As I was saying, from these things is being from the same basic social class. This will aide in you and your spouse having more in common and more to talk about on a regular basis. Those basic experiences growing up, will for the most part be shared between the both of you, which will mean certain concepts will not be foreign to either of you. As well, the situation of certain societal customs that have become the norm for some people. You will find that you both expect the same type of actions and reactions in certain situations. You will both be likely to have similar expectations as to how issues are to be handled.

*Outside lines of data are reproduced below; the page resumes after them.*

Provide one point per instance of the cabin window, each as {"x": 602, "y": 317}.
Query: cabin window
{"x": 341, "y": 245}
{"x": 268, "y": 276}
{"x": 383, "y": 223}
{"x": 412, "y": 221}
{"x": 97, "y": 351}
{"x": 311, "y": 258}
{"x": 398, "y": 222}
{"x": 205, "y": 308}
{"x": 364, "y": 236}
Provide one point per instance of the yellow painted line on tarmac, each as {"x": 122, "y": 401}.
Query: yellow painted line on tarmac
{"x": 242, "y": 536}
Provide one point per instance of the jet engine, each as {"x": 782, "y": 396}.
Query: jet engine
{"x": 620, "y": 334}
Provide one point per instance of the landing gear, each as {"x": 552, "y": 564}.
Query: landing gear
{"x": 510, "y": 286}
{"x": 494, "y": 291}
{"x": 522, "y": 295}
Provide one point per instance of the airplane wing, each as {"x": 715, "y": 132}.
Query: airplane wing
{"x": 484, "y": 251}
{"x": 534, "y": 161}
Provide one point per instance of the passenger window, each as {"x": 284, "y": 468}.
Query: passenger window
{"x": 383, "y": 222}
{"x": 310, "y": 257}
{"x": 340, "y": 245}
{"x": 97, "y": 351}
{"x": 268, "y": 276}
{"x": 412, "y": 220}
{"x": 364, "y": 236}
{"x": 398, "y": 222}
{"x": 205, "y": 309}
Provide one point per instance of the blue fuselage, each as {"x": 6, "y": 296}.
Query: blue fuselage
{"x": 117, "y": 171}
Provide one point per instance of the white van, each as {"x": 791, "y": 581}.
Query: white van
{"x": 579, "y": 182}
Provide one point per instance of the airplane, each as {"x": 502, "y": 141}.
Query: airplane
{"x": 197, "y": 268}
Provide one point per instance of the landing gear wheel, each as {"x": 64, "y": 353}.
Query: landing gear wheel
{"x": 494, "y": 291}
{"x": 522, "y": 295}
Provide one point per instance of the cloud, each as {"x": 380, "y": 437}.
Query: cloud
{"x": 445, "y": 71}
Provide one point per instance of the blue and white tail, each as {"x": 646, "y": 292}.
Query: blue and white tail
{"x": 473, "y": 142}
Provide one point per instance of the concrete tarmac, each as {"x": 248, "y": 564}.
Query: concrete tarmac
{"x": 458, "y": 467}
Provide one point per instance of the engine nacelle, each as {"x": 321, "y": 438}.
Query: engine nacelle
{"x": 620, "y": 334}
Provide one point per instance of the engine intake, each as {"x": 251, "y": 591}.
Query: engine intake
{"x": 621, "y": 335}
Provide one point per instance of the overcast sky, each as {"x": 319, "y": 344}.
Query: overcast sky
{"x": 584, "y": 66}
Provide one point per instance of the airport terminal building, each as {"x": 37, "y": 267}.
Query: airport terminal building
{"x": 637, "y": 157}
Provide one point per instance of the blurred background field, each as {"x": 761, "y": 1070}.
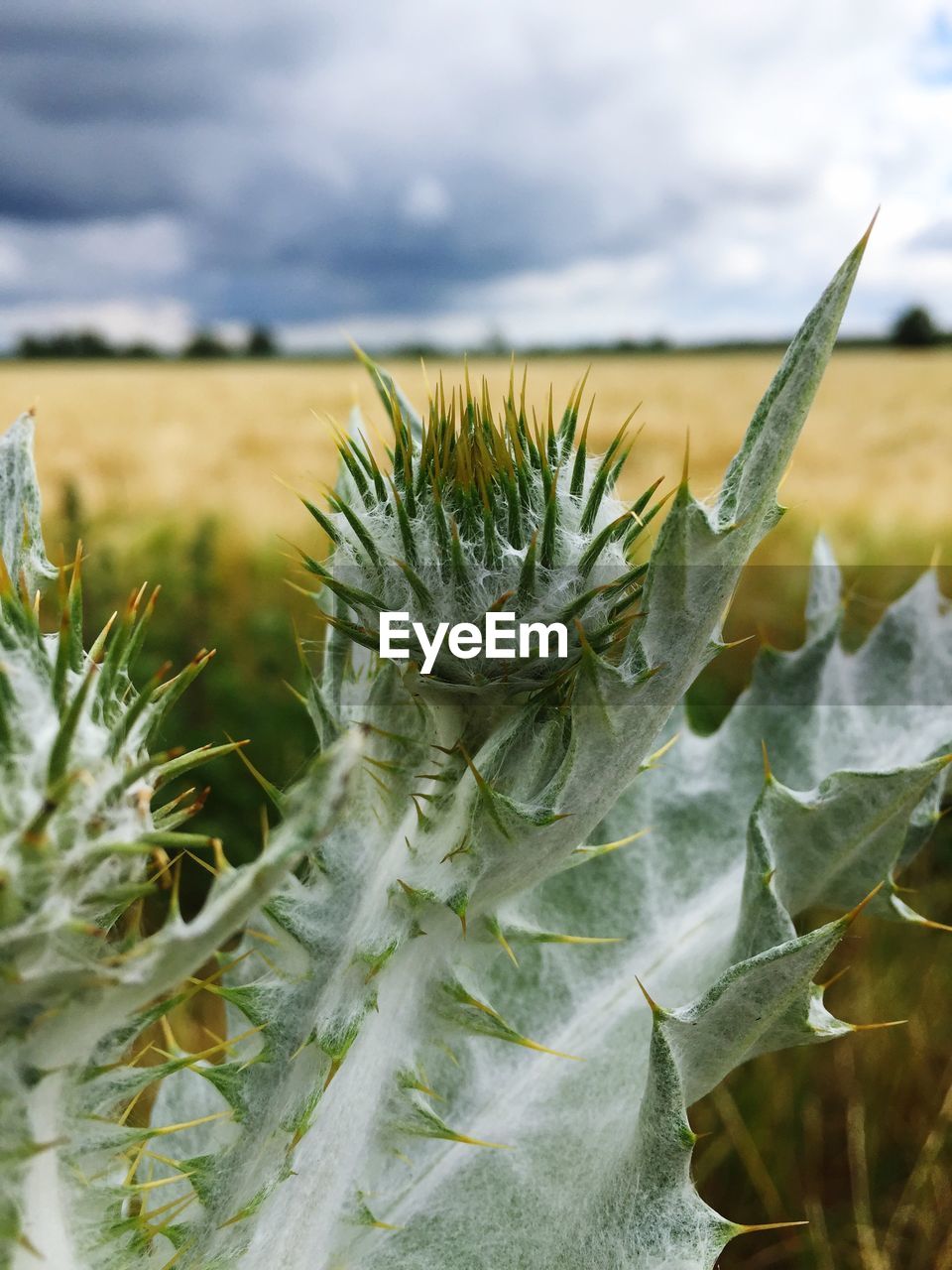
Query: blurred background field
{"x": 167, "y": 471}
{"x": 144, "y": 443}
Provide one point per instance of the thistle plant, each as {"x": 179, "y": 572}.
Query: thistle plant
{"x": 516, "y": 917}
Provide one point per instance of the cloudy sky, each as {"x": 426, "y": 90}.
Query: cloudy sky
{"x": 536, "y": 169}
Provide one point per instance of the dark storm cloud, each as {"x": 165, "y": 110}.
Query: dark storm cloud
{"x": 294, "y": 203}
{"x": 302, "y": 162}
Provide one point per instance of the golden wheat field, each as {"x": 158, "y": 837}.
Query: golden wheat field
{"x": 150, "y": 441}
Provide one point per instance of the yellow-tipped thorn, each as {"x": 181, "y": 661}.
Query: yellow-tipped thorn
{"x": 687, "y": 460}
{"x": 477, "y": 1142}
{"x": 890, "y": 1023}
{"x": 506, "y": 945}
{"x": 543, "y": 1049}
{"x": 769, "y": 1225}
{"x": 865, "y": 239}
{"x": 930, "y": 925}
{"x": 657, "y": 1011}
{"x": 848, "y": 919}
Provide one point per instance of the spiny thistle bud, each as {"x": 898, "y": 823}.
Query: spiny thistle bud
{"x": 485, "y": 512}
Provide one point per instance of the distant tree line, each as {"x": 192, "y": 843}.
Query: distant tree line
{"x": 203, "y": 344}
{"x": 912, "y": 327}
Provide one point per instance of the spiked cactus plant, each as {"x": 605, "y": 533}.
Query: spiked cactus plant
{"x": 439, "y": 1048}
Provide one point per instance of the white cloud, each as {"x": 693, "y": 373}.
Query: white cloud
{"x": 426, "y": 200}
{"x": 164, "y": 322}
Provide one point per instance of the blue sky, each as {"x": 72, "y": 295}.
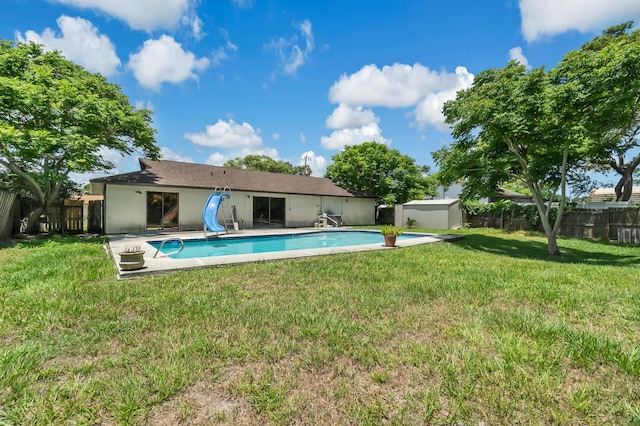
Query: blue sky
{"x": 302, "y": 79}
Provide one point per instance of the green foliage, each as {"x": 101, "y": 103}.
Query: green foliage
{"x": 542, "y": 128}
{"x": 57, "y": 118}
{"x": 506, "y": 209}
{"x": 373, "y": 168}
{"x": 391, "y": 230}
{"x": 603, "y": 78}
{"x": 266, "y": 164}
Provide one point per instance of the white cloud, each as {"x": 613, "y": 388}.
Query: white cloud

Another thing that this will bring a certain level of comfortability, is the situation of social crowds. As you can imagine, it is very hard to be around a group of people that you are not accustomed to being around. Whether we talk about family gatherings, friends night, or any other social gatherings, being in a crowd of people you are not accustomed to can be difficult for you, as well as your spouse. This is generally due to societal norms. These may not seem like they may not really make a big difference, but believe me it does. Once the stress in any relationship begins, all of these stressors seem to become amplified and lead to much more discord than you could possibly imagine.
Therefore, finding someone that you have as much in common with as possible will alleviate many situations in the future in sha Allah. This is not to say that if someone does not take this piece of advice, that their marriage is destine to fail, but if we put our emotions to the side, I am sure we can all agree that this can really prove to make a bad situation worse.
May Allah protect us and all of our unions… Allahuma ameen.